持続可能で公正かつレジリエントなヘルスケアシステムのためのパートナーシップの重要性 - 課題と機会
グローバルな危機の時代において、集団保健とヘルスケアシステムは、単一のセクターだけでは解決できない複雑な課題に直面しています。持続可能で公正かつレジリエントなヘルスプロモーションを可能にするシステムの構築は、全ての政策に健康という視点を盛り込む意味で、ヘルスケア組織と医療研究者や地域、市民社会、行政機関、政策立案者、企業等を結びつける強力なパートナーシップにかかっています。医療従事者は、社会で信頼される声として、所属組織の内外において模範を示し、必要な変化を効果的に提唱できる独特の立場にあります。

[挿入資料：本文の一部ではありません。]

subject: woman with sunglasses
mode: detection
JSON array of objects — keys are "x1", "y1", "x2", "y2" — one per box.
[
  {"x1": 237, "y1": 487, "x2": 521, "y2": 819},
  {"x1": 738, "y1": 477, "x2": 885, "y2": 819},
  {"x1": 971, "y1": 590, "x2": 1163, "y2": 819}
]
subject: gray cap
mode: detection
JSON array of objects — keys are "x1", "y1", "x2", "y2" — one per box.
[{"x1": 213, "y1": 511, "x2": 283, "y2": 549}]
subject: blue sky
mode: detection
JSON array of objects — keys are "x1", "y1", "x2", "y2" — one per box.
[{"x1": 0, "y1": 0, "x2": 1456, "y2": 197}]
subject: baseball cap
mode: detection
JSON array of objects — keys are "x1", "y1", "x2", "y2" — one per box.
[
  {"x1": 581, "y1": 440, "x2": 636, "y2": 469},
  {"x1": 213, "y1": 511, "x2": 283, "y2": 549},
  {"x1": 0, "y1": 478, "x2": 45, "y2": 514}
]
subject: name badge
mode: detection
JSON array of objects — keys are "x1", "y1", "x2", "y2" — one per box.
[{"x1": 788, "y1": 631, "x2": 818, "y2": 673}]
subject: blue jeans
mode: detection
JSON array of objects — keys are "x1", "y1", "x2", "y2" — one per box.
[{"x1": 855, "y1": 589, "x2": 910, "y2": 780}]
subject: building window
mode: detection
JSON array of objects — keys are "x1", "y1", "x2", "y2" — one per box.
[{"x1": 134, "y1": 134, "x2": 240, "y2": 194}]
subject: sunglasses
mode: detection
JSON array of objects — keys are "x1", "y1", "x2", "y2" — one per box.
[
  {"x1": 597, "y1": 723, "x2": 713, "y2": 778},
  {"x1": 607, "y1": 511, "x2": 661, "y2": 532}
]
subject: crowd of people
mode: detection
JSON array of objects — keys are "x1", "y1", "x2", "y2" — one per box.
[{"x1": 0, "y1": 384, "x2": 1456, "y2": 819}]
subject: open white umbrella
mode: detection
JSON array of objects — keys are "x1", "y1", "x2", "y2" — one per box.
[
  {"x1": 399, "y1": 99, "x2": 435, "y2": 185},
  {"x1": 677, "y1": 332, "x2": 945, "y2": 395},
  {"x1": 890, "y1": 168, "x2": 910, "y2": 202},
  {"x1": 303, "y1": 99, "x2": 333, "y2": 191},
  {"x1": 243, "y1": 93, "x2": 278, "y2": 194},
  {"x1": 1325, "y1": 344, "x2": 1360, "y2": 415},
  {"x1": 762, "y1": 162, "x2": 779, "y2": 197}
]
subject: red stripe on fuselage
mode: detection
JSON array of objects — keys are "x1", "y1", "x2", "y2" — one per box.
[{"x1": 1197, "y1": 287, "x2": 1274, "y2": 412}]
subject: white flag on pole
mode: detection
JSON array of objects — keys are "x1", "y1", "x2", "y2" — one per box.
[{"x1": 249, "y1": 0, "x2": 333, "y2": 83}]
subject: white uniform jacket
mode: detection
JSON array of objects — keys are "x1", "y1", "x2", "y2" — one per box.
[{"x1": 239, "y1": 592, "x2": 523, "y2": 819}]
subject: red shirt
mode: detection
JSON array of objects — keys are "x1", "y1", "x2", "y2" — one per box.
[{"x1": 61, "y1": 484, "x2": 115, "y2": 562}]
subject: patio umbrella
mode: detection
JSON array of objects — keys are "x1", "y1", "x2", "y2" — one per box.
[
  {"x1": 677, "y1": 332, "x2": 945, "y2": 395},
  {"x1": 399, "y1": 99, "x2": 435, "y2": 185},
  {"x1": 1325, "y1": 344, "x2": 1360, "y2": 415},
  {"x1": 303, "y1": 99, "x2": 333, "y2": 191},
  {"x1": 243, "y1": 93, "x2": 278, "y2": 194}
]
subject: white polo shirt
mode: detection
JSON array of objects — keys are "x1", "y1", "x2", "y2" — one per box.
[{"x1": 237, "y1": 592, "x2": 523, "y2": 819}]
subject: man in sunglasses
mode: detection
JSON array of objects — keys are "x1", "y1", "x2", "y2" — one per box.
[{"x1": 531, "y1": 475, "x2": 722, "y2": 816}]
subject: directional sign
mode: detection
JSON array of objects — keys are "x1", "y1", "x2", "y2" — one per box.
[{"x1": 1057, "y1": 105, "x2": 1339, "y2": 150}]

例えば、気候変動の影響を緩和するための持続可能な実践を推進することができます。
このテーマでは、ヘルスケアサービスがどのようにパートナーと連携し、地域や社会の健康ニーズを分析できるかを検討します。ヘルスケアサービスは、この分析と、疾病や不健康の原因に関する深い知識に基づいて、健康のため部門を超えた連携を呼びかける提唱者および推進者の役割を務めます。また、より良い生活環境の発展と提供、患者中心のケアの強化、スタッフのニーズの支援、そして社会的包摂の推進におけるパートナーとして機能します。ヘルスサービスは、こうした連携に持続可能かつ拡張可能な方法で参加し育成することで、集団の健康に対する影響力を高め、レジリエントで公正なヘルスケアシステムと社会を実現するための変革を推進することができるのです。